Diagonalization

Diagonalization transforms a matrix into the simplest possible form—a diagonal matrix—by choosing an eigenvector basis. This process reveals the matrix's fundamental structure and enables efficient computation.

DefinitionDiagonalizable Matrix

An $n \times n$ matrix $A$ is diagonalizable if there exists an invertible matrix $P$ and a diagonal matrix $D$ such that: $A = PDP^{-1} \quad \text{or equivalently} \quad P^{-1}AP = D$

The columns of $P$ are eigenvectors of $A$ , and the diagonal entries of $D$ are the corresponding eigenvalues.

When $A = PDP^{-1}$ , computing powers becomes trivial: $A^k = PD^kP^{-1}$ , and $D^k$ is just the diagonal entries raised to power $k$ .

TheoremDiagonalization Criterion

An $n \times n$ matrix $A$ is diagonalizable if and only if $A$ has $n$ linearly independent eigenvectors.

Equivalently, $A$ is diagonalizable if and only if the sum of geometric multiplicities equals $n$ : $\sum_{\lambda} \dim(E_\lambda) = n$

where the sum is over all distinct eigenvalues.

ExampleDiagonalizing a Matrix

Diagonalize $A = \begin{bmatrix} 4 & 1 \\ 2 & 3 \end{bmatrix}$ .

Step 1: Find eigenvalues from $\det(A - \lambda I) = 0$ : $(4-\lambda)(3-\lambda) - 2 = \lambda^2 - 7\lambda + 10 = 0$ Eigenvalues: $\lambda_1 = 5$ , $\lambda_2 = 2$ .

Step 2: Find eigenvectors. For $\lambda_1 = 5$ : $\mathbf{v}_1 = \begin{pmatrix} 1 \\ 1 \end{pmatrix}$ For $\lambda_2 = 2$ : $\mathbf{v}_2 = \begin{pmatrix} 1 \\ -2 \end{pmatrix}$

Step 3: Form $P = [\mathbf{v}_1 \mid \mathbf{v}_2] = \begin{bmatrix} 1 & 1 \\ 1 & -2 \end{bmatrix}$ and $D = \begin{bmatrix} 5 & 0 \\ 0 & 2 \end{bmatrix}$ .

Then $A = PDP^{-1}$ .

TheoremSufficient Conditions for Diagonalizability

A matrix $A$ is guaranteed to be diagonalizable if:

$A$ has $n$ distinct eigenvalues, or
$A$ is symmetric (or Hermitian for complex matrices), or
For each eigenvalue $\lambda$ , the geometric multiplicity equals the algebraic multiplicity

DefinitionSimilar Matrices

Matrices $A$ and $B$ are similar if there exists an invertible matrix $P$ such that $B = P^{-1}AP$ .

Similar matrices represent the same linear transformation in different bases.

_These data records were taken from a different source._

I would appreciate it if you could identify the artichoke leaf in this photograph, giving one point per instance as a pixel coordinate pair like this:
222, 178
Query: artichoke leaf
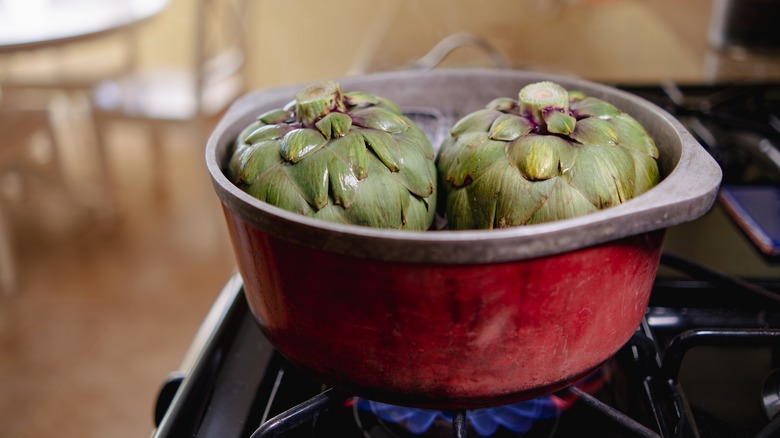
460, 213
559, 123
256, 160
360, 99
418, 174
311, 178
351, 150
604, 175
508, 127
384, 146
378, 198
562, 202
376, 117
503, 104
594, 131
276, 116
264, 132
593, 107
647, 175
334, 125
241, 139
344, 184
331, 213
465, 160
415, 137
519, 198
633, 136
540, 157
276, 188
480, 121
298, 143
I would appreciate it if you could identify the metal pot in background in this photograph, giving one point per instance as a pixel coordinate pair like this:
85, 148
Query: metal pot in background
745, 24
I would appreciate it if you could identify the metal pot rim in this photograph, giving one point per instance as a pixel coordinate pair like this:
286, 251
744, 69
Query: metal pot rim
690, 182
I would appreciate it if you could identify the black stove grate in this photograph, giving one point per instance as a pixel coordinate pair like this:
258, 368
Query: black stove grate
696, 367
240, 387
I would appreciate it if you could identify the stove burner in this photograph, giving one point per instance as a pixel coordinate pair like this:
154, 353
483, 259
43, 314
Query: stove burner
517, 418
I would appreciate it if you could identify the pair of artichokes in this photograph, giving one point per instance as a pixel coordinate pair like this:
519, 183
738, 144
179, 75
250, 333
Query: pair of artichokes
355, 158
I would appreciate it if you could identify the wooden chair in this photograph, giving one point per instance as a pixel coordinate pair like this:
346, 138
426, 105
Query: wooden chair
191, 96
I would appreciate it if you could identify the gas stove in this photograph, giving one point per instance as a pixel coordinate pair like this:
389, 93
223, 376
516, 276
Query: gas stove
703, 362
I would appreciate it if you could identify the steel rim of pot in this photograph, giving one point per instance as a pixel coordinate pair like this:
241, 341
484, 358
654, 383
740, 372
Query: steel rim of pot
690, 182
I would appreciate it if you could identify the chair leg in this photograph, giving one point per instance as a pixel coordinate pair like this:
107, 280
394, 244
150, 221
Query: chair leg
8, 273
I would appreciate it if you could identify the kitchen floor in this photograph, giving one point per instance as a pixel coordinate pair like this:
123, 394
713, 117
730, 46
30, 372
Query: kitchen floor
106, 308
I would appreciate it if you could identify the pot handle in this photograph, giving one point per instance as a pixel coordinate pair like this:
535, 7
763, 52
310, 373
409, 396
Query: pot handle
450, 43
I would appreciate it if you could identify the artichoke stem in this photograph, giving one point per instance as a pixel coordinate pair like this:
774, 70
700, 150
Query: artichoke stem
539, 97
317, 100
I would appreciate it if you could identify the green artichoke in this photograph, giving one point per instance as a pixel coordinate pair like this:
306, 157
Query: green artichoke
341, 157
549, 155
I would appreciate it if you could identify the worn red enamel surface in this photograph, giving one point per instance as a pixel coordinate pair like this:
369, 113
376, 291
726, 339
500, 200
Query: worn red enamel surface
446, 335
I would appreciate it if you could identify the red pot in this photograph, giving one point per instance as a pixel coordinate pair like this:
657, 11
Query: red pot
457, 319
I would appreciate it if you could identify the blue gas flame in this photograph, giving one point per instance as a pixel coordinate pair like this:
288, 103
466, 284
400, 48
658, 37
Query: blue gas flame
518, 417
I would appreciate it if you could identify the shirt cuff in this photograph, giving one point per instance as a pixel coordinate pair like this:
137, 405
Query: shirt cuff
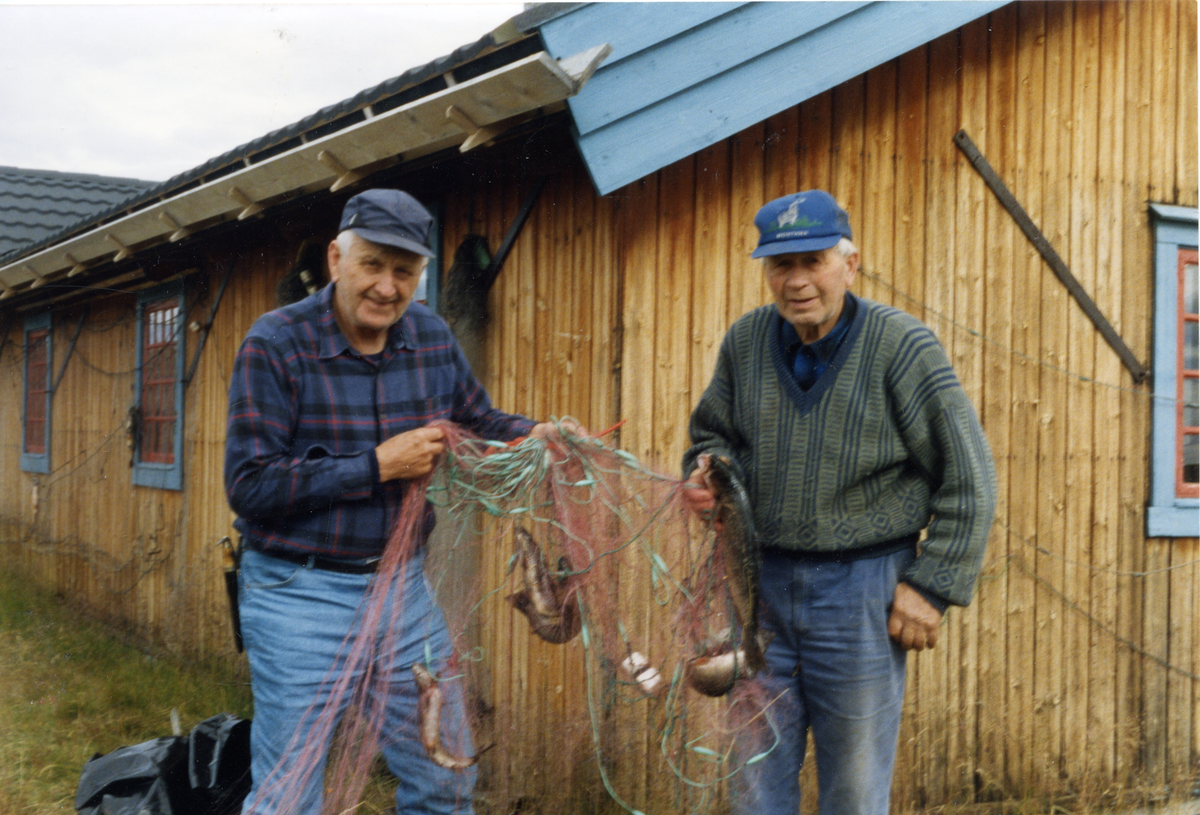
934, 600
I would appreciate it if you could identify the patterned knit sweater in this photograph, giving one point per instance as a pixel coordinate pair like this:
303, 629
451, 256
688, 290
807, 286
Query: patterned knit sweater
886, 443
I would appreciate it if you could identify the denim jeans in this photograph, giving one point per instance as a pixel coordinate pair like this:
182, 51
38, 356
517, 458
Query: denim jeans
833, 670
294, 622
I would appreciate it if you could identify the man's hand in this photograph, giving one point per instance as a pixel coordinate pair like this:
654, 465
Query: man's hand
697, 496
411, 454
549, 430
913, 621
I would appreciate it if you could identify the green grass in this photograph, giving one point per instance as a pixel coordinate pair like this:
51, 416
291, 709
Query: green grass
70, 689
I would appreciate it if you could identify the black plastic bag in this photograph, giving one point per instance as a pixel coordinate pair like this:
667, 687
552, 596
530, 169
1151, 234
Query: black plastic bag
219, 762
204, 773
143, 779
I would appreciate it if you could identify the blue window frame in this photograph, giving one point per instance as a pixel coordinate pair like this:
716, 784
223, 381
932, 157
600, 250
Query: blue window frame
35, 426
1174, 508
159, 450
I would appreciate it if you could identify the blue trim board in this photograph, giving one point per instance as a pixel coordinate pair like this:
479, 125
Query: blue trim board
685, 61
671, 90
1168, 516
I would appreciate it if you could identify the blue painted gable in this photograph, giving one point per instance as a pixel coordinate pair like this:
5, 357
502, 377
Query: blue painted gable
683, 76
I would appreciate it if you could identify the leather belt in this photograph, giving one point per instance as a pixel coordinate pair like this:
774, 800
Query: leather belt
360, 567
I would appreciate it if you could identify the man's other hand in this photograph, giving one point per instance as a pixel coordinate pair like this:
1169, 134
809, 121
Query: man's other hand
913, 621
411, 454
697, 496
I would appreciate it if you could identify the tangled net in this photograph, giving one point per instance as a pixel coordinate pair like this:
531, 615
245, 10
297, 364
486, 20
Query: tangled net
577, 591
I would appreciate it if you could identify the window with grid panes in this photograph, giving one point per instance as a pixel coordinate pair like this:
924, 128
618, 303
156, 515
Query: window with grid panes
160, 388
36, 414
1174, 508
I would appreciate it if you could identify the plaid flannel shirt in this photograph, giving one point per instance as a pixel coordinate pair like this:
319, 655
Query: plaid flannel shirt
306, 412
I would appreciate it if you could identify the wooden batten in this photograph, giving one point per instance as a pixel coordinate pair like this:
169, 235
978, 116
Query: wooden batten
76, 267
39, 279
123, 251
179, 232
250, 208
345, 177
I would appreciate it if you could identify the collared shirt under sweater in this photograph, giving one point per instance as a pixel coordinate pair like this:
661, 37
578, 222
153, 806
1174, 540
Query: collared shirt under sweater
883, 444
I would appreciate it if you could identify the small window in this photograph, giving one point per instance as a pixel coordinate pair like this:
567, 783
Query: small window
429, 288
1188, 461
160, 389
1175, 484
35, 448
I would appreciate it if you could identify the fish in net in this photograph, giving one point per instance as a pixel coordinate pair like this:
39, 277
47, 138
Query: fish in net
599, 631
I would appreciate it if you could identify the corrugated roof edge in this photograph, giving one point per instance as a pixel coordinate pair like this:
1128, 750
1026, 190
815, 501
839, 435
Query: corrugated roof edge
502, 39
115, 180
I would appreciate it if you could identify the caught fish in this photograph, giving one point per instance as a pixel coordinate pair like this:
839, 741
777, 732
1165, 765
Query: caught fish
714, 673
429, 711
549, 604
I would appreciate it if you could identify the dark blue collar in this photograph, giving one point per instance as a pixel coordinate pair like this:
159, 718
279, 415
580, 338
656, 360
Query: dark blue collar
823, 348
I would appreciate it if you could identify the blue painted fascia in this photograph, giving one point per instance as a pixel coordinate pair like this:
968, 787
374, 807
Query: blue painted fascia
685, 76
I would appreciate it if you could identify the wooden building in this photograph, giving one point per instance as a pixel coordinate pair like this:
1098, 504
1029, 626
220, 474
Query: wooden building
1075, 670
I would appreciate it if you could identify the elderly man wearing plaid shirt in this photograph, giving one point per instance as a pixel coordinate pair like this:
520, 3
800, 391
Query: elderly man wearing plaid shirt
329, 412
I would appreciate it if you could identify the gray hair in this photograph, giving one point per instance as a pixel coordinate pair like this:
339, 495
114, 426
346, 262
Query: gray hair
845, 249
348, 239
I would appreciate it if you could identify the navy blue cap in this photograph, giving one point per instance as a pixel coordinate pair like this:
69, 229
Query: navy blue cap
801, 222
390, 217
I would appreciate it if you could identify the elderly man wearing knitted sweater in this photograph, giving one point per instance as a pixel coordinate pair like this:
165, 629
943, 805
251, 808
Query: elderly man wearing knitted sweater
851, 435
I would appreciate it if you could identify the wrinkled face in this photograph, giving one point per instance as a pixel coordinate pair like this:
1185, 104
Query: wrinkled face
810, 288
375, 283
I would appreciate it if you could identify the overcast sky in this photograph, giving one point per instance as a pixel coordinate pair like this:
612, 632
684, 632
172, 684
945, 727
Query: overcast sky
149, 90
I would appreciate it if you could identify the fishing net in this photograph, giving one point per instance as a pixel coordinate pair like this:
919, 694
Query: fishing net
581, 595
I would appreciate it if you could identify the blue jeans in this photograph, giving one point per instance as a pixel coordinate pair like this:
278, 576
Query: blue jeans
834, 671
294, 622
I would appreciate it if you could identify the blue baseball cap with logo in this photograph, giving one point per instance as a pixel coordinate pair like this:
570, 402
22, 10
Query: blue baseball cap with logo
807, 221
390, 217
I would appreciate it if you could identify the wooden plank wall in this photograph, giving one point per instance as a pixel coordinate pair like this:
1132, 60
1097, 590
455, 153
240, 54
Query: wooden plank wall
1075, 667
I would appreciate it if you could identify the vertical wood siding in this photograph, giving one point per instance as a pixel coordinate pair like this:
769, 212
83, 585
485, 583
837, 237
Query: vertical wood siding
1075, 666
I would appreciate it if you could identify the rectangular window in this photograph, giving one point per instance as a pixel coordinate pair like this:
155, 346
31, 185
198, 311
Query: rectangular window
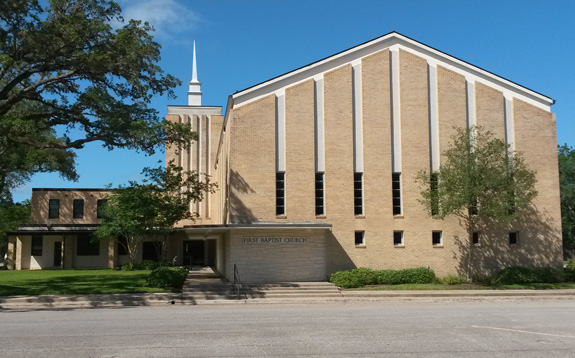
396, 187
319, 195
359, 238
100, 205
54, 209
513, 238
475, 239
78, 209
436, 238
37, 243
358, 193
280, 193
398, 238
434, 185
87, 246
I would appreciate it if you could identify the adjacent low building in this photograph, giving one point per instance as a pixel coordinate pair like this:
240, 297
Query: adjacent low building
317, 172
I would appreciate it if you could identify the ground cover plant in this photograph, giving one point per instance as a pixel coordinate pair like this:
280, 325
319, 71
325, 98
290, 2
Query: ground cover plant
70, 282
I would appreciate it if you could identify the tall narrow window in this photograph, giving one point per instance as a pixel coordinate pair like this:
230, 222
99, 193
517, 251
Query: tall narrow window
434, 185
100, 205
358, 193
396, 188
280, 193
319, 195
54, 209
78, 212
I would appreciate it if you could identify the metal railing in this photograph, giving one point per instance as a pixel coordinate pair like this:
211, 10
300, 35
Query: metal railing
237, 281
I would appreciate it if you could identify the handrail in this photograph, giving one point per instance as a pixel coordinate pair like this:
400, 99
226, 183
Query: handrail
237, 281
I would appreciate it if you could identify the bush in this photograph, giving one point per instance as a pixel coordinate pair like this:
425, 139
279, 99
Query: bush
364, 276
522, 275
167, 277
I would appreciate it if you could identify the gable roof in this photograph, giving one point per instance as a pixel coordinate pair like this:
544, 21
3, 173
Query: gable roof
392, 40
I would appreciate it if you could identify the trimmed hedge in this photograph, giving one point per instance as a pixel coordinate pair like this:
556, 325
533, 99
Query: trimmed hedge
521, 275
365, 276
167, 277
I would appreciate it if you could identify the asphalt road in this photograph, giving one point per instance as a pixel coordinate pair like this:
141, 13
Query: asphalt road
519, 328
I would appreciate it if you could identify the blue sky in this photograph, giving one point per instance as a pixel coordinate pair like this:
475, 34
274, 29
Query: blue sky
242, 43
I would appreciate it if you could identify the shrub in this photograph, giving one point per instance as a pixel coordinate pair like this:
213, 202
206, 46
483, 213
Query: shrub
521, 275
452, 280
167, 277
364, 276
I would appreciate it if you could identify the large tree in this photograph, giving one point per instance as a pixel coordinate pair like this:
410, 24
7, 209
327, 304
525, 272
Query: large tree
567, 181
68, 77
149, 210
480, 178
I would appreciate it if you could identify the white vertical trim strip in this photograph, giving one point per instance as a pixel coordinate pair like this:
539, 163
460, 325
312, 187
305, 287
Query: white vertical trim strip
208, 161
280, 133
433, 117
357, 120
395, 111
319, 126
509, 125
470, 89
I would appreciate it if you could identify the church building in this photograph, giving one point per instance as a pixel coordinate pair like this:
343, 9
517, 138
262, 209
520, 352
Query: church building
316, 172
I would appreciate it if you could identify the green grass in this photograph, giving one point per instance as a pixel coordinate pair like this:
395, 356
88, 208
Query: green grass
71, 282
468, 286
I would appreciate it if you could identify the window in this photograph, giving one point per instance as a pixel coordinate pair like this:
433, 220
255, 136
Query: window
319, 194
54, 209
359, 238
100, 205
37, 241
280, 193
398, 238
434, 194
358, 193
78, 209
396, 188
475, 239
86, 246
513, 238
436, 238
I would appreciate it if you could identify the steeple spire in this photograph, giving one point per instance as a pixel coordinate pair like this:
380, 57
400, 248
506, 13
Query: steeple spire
194, 91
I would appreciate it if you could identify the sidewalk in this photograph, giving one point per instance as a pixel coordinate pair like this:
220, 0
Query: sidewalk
18, 303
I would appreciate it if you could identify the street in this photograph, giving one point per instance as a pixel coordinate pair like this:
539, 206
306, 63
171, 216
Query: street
507, 328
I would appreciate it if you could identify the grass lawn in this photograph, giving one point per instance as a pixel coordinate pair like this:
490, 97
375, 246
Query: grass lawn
71, 282
469, 286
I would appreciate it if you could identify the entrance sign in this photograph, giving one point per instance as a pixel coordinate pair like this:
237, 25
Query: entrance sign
268, 240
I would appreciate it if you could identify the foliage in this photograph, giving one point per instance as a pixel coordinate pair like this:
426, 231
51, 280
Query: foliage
68, 77
523, 275
150, 209
167, 277
567, 183
481, 178
452, 280
73, 282
11, 215
364, 276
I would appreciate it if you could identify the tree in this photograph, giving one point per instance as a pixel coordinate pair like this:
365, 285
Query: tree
567, 183
68, 78
149, 210
481, 178
11, 215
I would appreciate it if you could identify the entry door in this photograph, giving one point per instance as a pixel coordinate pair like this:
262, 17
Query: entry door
58, 254
193, 252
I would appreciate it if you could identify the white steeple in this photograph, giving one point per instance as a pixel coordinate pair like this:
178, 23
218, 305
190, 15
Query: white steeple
194, 92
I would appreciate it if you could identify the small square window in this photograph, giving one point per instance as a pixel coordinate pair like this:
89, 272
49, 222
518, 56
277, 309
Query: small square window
436, 238
513, 238
359, 238
475, 239
398, 238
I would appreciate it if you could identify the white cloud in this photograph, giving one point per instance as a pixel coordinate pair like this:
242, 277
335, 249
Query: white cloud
168, 17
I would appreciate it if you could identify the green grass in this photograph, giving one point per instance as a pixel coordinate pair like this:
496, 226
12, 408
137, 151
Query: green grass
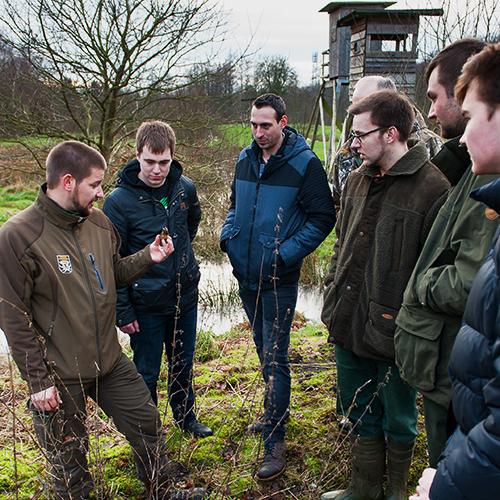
14, 200
229, 391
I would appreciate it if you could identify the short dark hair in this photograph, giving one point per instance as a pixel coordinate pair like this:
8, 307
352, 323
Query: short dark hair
156, 135
386, 83
484, 69
387, 109
74, 158
272, 100
451, 60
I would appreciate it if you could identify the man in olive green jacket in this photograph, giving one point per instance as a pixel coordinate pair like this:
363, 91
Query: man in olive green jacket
59, 266
435, 297
387, 210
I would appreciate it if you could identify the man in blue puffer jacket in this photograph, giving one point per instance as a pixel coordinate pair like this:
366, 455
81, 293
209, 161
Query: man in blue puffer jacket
281, 210
469, 468
160, 308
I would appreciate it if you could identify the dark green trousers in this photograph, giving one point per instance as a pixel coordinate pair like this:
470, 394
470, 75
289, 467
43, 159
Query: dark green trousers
374, 398
436, 427
123, 396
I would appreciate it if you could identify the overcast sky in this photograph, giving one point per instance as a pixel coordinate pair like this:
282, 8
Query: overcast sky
293, 28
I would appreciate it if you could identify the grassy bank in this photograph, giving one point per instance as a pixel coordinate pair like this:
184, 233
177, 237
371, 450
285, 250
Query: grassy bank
229, 396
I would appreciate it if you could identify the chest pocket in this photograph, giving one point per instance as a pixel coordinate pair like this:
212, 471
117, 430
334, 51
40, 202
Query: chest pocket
179, 210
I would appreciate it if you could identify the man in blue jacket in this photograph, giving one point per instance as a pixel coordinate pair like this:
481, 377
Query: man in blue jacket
281, 210
160, 308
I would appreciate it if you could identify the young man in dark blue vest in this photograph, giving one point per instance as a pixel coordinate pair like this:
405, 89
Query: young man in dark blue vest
159, 310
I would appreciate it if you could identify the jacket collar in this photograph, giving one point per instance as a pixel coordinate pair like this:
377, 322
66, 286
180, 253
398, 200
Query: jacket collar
408, 164
453, 160
489, 194
55, 213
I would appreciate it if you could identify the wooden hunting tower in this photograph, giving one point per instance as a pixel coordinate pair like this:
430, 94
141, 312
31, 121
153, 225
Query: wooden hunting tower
372, 38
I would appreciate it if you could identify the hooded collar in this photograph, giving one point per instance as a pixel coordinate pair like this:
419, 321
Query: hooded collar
55, 213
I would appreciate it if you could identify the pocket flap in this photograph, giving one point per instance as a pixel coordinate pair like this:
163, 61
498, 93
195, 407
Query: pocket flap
422, 324
269, 241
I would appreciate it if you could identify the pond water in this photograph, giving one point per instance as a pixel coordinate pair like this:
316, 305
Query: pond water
219, 305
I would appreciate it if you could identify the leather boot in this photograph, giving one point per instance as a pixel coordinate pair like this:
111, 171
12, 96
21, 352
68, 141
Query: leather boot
398, 465
274, 462
367, 476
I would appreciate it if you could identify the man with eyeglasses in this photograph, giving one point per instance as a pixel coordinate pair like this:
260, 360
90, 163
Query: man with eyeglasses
347, 160
159, 310
387, 209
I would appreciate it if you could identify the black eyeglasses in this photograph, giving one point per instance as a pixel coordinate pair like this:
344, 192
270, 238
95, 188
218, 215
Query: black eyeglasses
354, 135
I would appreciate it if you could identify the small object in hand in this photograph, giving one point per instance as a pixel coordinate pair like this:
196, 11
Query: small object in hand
164, 234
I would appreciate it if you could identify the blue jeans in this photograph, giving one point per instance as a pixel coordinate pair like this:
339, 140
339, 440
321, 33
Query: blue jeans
270, 313
374, 398
179, 338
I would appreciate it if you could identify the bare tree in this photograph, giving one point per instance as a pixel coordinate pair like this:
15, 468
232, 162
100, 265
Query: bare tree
274, 74
108, 63
461, 18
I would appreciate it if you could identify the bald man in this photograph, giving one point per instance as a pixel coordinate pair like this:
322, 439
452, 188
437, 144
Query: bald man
346, 160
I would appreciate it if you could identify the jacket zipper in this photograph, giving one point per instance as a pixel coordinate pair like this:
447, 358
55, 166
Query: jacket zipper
96, 271
94, 306
254, 210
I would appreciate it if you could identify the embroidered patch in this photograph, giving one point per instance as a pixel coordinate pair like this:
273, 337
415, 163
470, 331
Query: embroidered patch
64, 264
491, 214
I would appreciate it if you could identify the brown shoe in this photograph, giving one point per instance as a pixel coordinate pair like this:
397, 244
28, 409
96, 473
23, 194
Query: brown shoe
274, 462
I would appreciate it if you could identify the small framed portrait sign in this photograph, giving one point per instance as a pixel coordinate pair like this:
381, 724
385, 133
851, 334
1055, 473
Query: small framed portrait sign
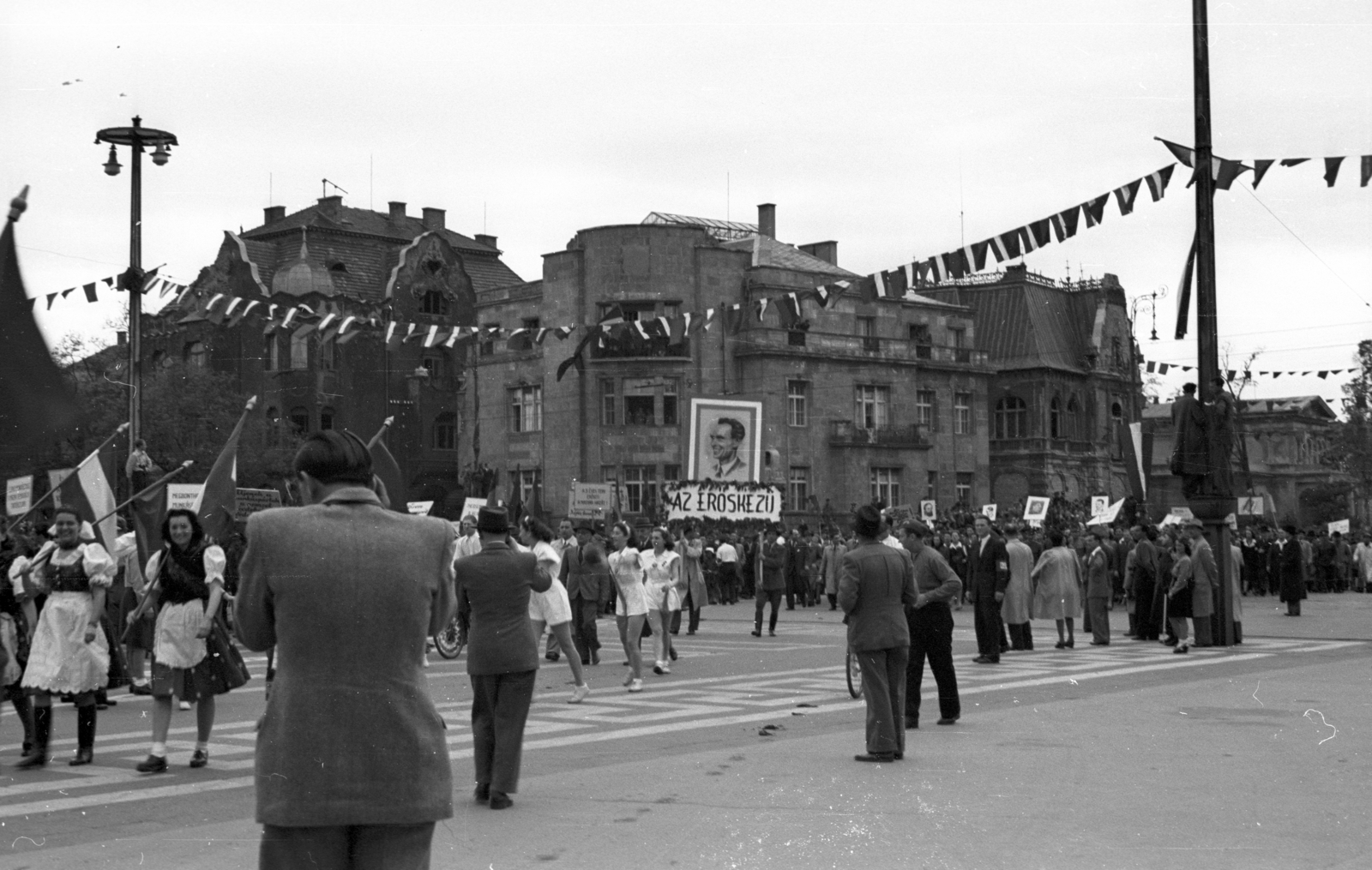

They share:

Eigenvalues (with same multiplicities)
Characteristic polynomial
Determinant
Trace
Rank

Remark

Not all matrices are diagonalizable. For example, $\begin{bmatrix} 1 & 1 \\ 0 & 1 \end{bmatrix}$ has only one eigenvalue ( $\lambda = 1$ ) with geometric multiplicity 1, but algebraic multiplicity 2. Such matrices are handled by Jordan canonical form, which generalizes diagonalization.